Nottinghamshire-based David Little has a deep interest in Elizabethan and Stuart social history. In his early collecting life he focused primarily on pewter and vernacular furniture. However, in the 1990s his head was turned to higher-status objects when in 1991 he acquired from Brand Inglis the rare Charles I spouted ewer shown above that was very similar in form to a pewter vessel already in his collection.
He then bought early English silver and pewter concurrently, noting: “I spent some time comparing the relationship between the two metals, their manufacture, their design and how they complemented each other in use throughout the period.” Little’s £1m pewter collection was sold at Christie’s in 2007.

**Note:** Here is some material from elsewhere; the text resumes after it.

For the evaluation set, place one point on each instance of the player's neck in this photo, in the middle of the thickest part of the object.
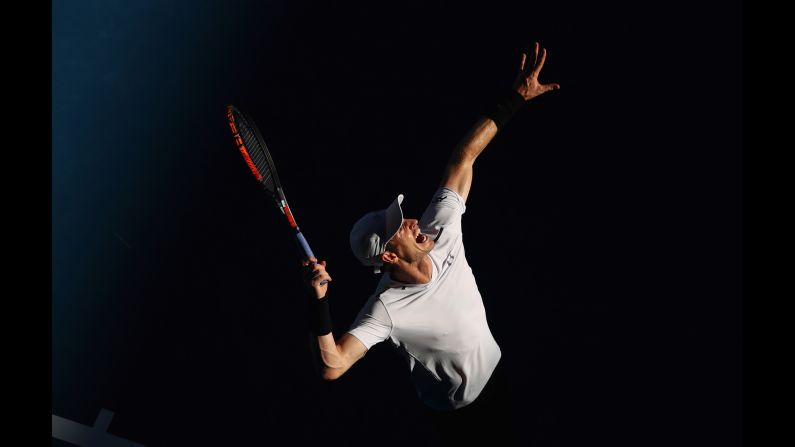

The 26 pieces of silver, carefully assembled with the help of Godalming dealer Alastair Dickenson, took as its starting point a desire to include only exceptional pieces and a wide variety of different shapes and forms from the period.

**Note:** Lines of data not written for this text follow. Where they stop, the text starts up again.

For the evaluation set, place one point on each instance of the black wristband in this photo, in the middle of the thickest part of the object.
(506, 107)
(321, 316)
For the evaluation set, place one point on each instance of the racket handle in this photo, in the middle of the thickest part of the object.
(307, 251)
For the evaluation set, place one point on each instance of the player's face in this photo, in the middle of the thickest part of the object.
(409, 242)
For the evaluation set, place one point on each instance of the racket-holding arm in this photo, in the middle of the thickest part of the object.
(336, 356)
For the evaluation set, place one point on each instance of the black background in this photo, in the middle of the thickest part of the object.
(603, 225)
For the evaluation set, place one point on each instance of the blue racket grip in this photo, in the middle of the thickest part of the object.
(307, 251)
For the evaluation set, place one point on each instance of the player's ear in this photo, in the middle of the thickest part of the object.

Many of the objects are only familiar today from a handful of survivors in major museum collections, depictions in 16th-17th century still-life paintings or from Victorian copies. It comprises some of the best items available to commerce across the past 25 years.
Some, such as two Elizabethan dishes from the so-called Armada Service, hidden in Devon during the Civil War and rediscovered by farm labourers in 1827, will be familiar. They were bought by Dickinson for the Little collection in 2009 for £140,000 at Lawrences of Crewkerne.
Timothy Schroder, author of English Silver before the Civil War, The David Little Collection (2015) described the collection as “remarkable and well-chosen...assembled in an age when such things are increasingly hard to come by”.
Estimates will range from £4000-6000 for a James I silver-mounted cowrie shell casting bottle, c.1600, to £180,000-220,000 for an Elizabethan cup formerly in the Pierpont Morgan collection.